Air NZ cuts staff as normalised earnings down 71%

Rob Fyfe. Photo by NZ Herald.
Rob Fyfe. Photo by NZ Herald.
Air New Zealand, long regarded as one of the world's premier airlines, showed yesterday just how tough the global airline industry has become.

The company announced normalised earnings before taxation of $33 million for the six months ended December 31, down 71% on the previous corresponding period.

Normalised earnings exclude net gains or losses on derivatives that hedge exposures in other financial periods. That could include fuel and currency exposure.

Reported profit was $38 million.

Air New Zealand also announced it would cut 441 jobs before the end of the June financial year. A total of 266 of those roles would go through non-replacement of roles or non-renewal of contracts - 193 of those jobs had already gone. The removal of the remaining 175 jobs would come from redundancies.

Chief executive Rob Fyfe said consultation with affected staff began yesterday morning.

Air New Zealand joins a list of airlines to announce downgraded profits and staff cuts so far this year. The Otago Daily Times has already reported on American Airlines operating in bankruptcy and planning to slash 13,000 jobs, British Airways planning to cut 5800 staff, Qantas to cut 500 staff and stop its Auckland to Los Angeles flights and a smaller airline, Air Australia, going into voluntary administration last week.

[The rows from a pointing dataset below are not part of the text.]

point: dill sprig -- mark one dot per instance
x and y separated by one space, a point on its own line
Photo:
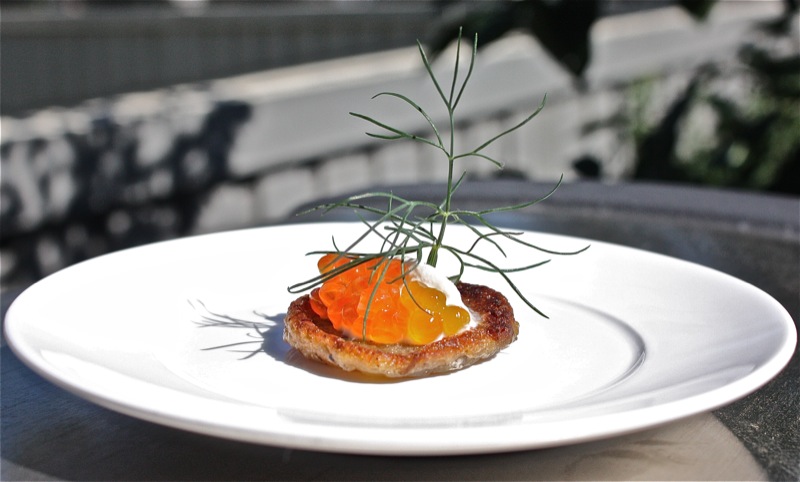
410 229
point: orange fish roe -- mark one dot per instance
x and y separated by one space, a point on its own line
399 312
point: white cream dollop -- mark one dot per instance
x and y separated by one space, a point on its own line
436 279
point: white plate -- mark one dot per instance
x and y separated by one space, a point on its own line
634 339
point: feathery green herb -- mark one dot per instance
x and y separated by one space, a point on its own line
404 232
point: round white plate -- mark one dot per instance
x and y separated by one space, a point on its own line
188 333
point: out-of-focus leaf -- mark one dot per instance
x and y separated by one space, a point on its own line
697 8
563 28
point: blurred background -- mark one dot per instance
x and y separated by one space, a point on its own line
127 122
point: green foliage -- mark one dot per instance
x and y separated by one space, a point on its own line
411 229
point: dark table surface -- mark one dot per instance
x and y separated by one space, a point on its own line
48 433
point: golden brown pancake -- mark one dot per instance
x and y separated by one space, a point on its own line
316 339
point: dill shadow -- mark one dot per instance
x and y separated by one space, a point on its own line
263 336
267 337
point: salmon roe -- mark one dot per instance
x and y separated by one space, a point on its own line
409 312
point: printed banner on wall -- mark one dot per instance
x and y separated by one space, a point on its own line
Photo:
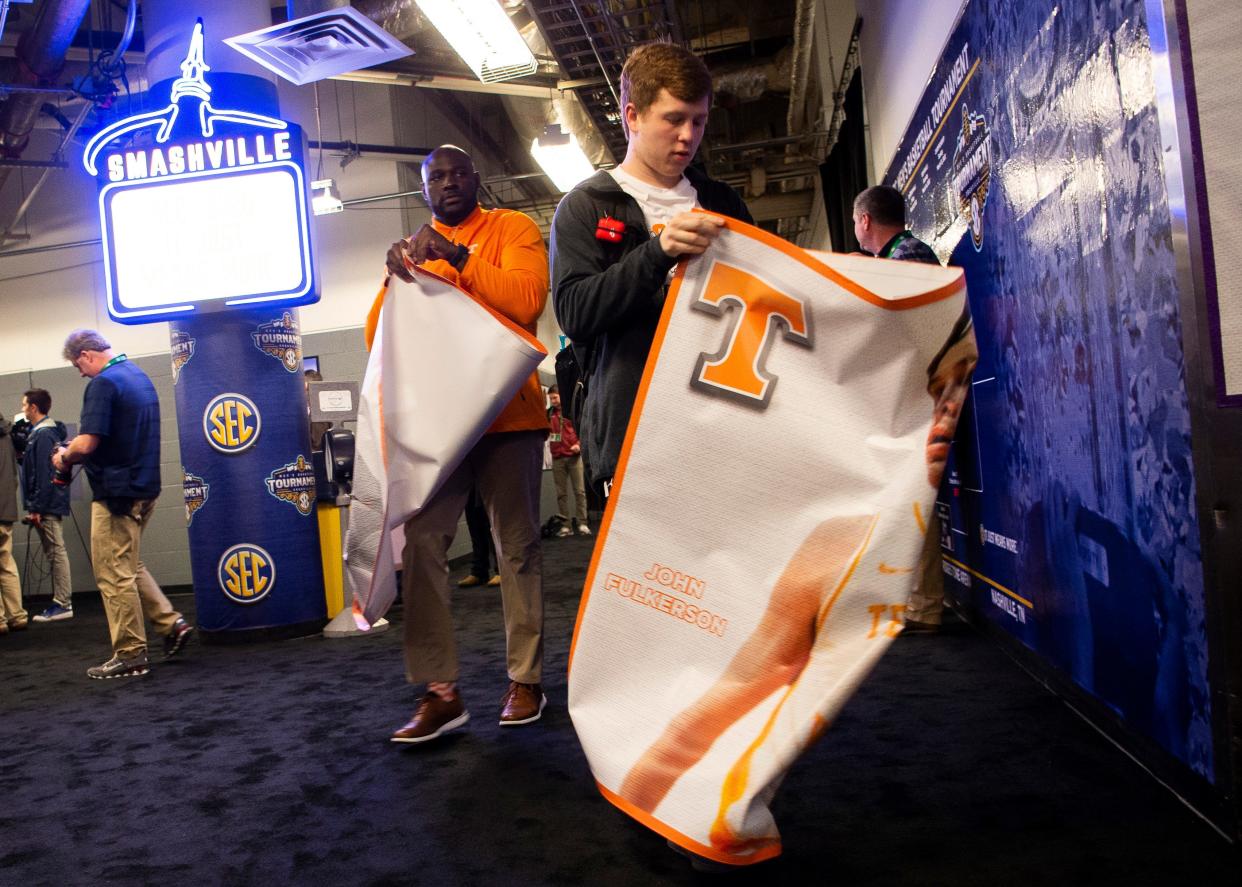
442 367
758 552
1035 163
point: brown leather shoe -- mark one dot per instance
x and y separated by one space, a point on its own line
434 717
522 705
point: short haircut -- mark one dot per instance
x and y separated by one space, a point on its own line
40 399
662 66
883 204
83 341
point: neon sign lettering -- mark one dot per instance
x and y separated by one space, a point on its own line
201 208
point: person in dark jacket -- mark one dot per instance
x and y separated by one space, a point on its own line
617 235
118 442
879 226
13 614
46 500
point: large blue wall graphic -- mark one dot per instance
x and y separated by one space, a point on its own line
1035 159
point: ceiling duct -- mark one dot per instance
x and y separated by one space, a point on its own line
322 44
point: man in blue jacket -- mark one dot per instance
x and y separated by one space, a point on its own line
118 442
46 500
617 235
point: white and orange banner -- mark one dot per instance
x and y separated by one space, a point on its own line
442 367
759 548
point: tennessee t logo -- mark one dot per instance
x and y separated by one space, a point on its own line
737 370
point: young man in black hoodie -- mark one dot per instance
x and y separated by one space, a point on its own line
619 234
46 500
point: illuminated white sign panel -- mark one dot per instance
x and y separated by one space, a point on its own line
204 222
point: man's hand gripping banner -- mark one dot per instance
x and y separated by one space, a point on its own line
758 550
442 367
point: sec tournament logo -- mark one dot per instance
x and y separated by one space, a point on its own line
246 573
196 491
282 341
231 423
183 349
293 483
973 172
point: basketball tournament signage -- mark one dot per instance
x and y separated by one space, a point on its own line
759 545
201 208
250 498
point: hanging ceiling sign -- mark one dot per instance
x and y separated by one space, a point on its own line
201 208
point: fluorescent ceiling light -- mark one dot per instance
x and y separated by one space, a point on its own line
483 36
560 158
328 201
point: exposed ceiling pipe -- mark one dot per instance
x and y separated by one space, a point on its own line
40 59
804 35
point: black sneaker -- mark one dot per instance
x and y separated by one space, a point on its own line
119 667
176 637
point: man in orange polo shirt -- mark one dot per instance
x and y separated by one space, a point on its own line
497 256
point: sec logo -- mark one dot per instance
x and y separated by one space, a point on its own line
246 573
231 423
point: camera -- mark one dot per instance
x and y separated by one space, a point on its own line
61 477
20 434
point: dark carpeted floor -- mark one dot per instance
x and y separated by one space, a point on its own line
270 764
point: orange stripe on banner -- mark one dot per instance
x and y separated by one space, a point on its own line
819 267
681 840
509 324
722 835
845 580
624 459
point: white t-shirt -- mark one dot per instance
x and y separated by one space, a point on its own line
658 204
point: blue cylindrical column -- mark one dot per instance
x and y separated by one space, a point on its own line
240 396
250 490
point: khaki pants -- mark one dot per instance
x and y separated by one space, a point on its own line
506 468
127 588
51 536
566 471
10 584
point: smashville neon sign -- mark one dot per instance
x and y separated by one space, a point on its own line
201 208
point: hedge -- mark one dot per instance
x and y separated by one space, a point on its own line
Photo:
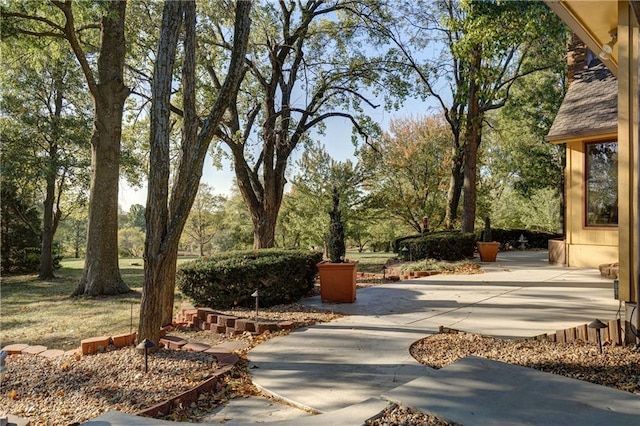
227 280
509 238
442 245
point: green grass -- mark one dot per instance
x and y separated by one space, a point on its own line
41 312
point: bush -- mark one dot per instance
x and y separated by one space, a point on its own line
228 279
442 245
508 238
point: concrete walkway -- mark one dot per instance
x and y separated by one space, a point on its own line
351 368
331 366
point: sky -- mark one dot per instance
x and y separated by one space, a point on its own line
337 142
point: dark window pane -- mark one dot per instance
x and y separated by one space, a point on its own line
602 184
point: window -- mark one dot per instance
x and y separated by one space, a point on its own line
601 169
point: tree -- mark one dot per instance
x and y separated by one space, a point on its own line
45 131
59 19
517 161
21 229
205 219
482 49
166 216
408 170
237 229
305 218
300 73
134 218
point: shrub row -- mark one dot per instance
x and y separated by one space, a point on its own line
227 280
442 245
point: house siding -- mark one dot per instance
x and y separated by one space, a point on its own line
587 247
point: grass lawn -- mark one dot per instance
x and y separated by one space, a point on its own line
42 313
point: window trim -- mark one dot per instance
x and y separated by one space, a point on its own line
585 188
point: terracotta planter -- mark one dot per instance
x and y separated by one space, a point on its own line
488 251
337 282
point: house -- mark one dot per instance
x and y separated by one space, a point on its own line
611 27
587 122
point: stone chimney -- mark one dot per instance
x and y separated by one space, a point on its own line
577 58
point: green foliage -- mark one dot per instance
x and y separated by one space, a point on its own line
433 265
303 221
539 212
486 232
228 279
408 169
442 245
206 219
131 242
21 227
237 229
335 239
510 238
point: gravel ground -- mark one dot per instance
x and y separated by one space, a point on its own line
73 389
618 367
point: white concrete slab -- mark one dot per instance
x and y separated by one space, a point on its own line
478 391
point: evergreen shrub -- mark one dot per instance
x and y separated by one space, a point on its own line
227 280
509 238
441 245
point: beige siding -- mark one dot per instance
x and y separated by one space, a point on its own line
586 246
628 45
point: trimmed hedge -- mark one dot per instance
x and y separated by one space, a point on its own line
442 245
227 280
508 238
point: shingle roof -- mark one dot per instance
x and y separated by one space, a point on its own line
589 108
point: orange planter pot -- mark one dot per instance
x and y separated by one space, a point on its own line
488 251
337 282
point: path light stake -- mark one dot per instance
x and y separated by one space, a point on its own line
256 295
598 325
146 344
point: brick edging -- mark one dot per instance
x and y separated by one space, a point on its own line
187 397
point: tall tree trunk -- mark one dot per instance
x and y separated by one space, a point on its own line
101 275
46 252
455 188
472 135
166 216
264 230
48 228
156 256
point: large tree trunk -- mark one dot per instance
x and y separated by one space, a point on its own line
101 275
156 255
46 251
264 229
166 216
455 188
48 228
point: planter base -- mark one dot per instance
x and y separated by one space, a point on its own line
488 251
337 282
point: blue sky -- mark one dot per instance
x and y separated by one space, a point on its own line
337 142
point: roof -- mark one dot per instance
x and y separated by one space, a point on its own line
590 107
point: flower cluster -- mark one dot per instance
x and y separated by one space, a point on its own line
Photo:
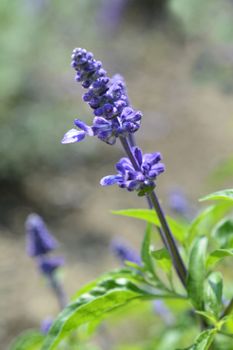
40 242
141 179
113 117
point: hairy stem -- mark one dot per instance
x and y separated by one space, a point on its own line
58 290
228 309
165 233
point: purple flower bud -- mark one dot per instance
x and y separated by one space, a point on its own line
39 240
140 179
48 265
124 252
107 97
46 325
73 136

Mr Fyfe said the company acknowledged the "disappointing result" and had started a series of initiatives to improve the airline's profitability by more than $185 million a year by 2015 through a combination of cost reduction, improved efficiencies and revenue growth.

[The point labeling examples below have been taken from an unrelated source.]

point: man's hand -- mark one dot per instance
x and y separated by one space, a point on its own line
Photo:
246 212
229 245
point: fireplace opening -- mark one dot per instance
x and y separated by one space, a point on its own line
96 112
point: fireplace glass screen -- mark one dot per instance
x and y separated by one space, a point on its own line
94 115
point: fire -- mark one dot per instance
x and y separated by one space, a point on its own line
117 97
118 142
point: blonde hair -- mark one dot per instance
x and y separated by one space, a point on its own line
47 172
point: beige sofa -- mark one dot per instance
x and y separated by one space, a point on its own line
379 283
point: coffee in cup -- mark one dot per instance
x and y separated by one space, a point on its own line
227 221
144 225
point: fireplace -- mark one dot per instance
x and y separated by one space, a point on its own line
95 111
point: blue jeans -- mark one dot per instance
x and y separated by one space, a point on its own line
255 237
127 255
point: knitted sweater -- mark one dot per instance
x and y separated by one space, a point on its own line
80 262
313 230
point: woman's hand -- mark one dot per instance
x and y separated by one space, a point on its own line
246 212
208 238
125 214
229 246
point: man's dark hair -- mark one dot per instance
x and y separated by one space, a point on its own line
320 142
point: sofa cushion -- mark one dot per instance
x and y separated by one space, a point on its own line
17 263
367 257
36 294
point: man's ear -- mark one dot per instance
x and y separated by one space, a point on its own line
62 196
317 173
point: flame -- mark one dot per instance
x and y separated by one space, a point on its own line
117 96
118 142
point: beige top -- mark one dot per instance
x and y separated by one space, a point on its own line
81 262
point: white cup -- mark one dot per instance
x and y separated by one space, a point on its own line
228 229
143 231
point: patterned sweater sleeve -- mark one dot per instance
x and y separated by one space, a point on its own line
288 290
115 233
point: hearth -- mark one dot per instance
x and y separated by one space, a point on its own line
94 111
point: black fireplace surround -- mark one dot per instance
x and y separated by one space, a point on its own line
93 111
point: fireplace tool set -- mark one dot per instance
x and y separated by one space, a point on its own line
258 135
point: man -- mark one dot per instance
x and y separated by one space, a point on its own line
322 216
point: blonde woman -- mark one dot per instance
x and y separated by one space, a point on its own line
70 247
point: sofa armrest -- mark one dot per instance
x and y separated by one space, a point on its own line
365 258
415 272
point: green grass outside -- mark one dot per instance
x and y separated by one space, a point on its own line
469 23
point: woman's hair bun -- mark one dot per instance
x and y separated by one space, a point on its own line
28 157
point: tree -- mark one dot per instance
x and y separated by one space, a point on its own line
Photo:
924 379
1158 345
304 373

"The price of jet fuel has doubled over the last three years but a weak global economy is hindering our ability to pass on these higher costs to passengers.

We have been moving quickly to adapt to gain greater efficiencies and to develop into a stronger, more profitable business."

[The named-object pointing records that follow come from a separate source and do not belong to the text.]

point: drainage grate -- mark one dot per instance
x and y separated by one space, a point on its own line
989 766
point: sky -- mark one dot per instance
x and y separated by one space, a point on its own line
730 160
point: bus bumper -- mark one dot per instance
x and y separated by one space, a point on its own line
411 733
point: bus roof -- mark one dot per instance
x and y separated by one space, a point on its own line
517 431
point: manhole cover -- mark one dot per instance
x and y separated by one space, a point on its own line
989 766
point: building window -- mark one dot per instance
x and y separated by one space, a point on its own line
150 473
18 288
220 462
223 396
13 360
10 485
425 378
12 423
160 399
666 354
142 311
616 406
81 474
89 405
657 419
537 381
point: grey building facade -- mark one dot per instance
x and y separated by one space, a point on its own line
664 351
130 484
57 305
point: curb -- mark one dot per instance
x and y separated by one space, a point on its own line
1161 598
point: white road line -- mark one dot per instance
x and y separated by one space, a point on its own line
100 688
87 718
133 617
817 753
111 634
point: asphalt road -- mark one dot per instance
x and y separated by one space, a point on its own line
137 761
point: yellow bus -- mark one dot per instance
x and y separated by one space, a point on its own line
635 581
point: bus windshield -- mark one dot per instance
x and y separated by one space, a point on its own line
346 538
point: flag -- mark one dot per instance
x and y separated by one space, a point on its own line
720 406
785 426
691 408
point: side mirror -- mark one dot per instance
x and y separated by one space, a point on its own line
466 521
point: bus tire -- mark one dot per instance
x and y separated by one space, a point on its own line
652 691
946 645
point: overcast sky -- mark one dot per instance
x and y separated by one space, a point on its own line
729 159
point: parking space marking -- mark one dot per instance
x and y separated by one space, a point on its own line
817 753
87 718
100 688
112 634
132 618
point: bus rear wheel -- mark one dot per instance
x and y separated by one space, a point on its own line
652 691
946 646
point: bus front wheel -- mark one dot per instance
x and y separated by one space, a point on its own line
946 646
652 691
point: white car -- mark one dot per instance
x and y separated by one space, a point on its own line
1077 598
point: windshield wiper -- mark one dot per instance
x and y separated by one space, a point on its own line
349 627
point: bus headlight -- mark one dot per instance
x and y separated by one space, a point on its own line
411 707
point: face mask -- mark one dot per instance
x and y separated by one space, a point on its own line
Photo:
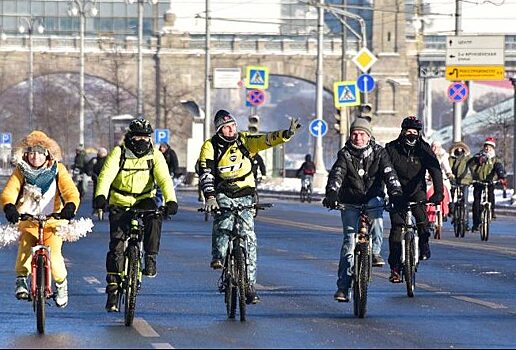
139 147
411 139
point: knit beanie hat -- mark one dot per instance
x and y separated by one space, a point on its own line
361 124
222 118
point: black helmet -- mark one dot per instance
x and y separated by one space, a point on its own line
140 127
412 123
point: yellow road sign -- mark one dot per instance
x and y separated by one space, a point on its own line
475 73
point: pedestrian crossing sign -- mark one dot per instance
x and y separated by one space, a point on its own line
257 77
346 94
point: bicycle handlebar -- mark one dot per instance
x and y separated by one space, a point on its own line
240 207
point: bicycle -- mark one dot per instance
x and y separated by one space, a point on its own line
41 270
361 272
131 277
486 213
306 189
234 279
459 212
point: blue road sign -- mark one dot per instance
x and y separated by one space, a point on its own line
365 83
6 138
458 92
318 128
161 135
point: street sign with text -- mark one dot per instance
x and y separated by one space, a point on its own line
472 50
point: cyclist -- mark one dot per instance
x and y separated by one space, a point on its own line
94 167
459 157
40 184
484 166
226 178
412 157
127 179
358 177
306 172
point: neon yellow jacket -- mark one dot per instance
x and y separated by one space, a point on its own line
232 174
135 181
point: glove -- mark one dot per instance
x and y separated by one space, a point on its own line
436 198
294 125
11 213
100 202
170 208
211 205
398 203
68 211
331 200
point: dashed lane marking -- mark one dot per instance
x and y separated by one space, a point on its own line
162 346
144 328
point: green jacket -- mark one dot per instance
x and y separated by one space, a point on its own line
135 180
484 169
460 169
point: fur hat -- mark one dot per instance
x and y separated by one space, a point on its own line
361 124
37 139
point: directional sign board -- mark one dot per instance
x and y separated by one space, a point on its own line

Mr Fyfe said the airline had worked hard to improve its competitive position, with several things already delivering towards the airline's target of improved future profitability.

Craigs Investment Partners broker Peter McIntyre said the result was not one Mr Fyfe would welcome, having already announced he was leaving the airline some time this year.

"Mr Fyfe would want to leave the airline in a better position than when he started, but that doesn't look likely at this stage."

The result was disappointing for investors because it was well down on Craigs' forecasts, Mr McIntyre said. The share price had fallen 4.5% by late afternoon and was likely to fall further.

Although Air New Zealand had net cash reserves of $912 million, it would "burn" through that in the current environment.

Air New Zealand was performing well on domestic routes, but the long-haul operation had become a struggle, he said.

The European and Japanese markets had weakened significantly and the airline was struggling to control costs. Fuel costs were out of its control.

In tight times, consumers turned to low-cost carriers which had also hurt Air New Zealand, Mr McIntyre said.

"From a pricing perspective, it is hard for Air New Zealand to push up its prices when competing with airlines that are here one day and gone the next. If New Zealanders would pay a bit more for their seats, they would have a far more viable airline. But that's not the way the market is going," he said.

The Government is the majority owner of Air New Zealand and Prime Minister John Key has already announced the Government plans to reduce its shareholding in the national carrier from about 80% to 51%.

Labour Party SOE spokesman Clayton Cosgrove said there was no good time to sell a state asset such as Air New Zealand, but there could not be a worse time than when it had just announced a substantial fall in profitability.

"The overwhelming majority of Kiwis are saying that no time is a good time to sell off our prized assets because once they're sold, we'll never get them back again.

"But in the case of Air New Zealand, which has just announced that its profits have fallen 70%, you couldn't pick a worse time."

Mr Fyfe warned the trading environment for Air New Zealand remained uncertain and fuel prices had remained high.

"Given the 2012 financial year performance to date and the global economic environment, achieving last year's result will be a challenge."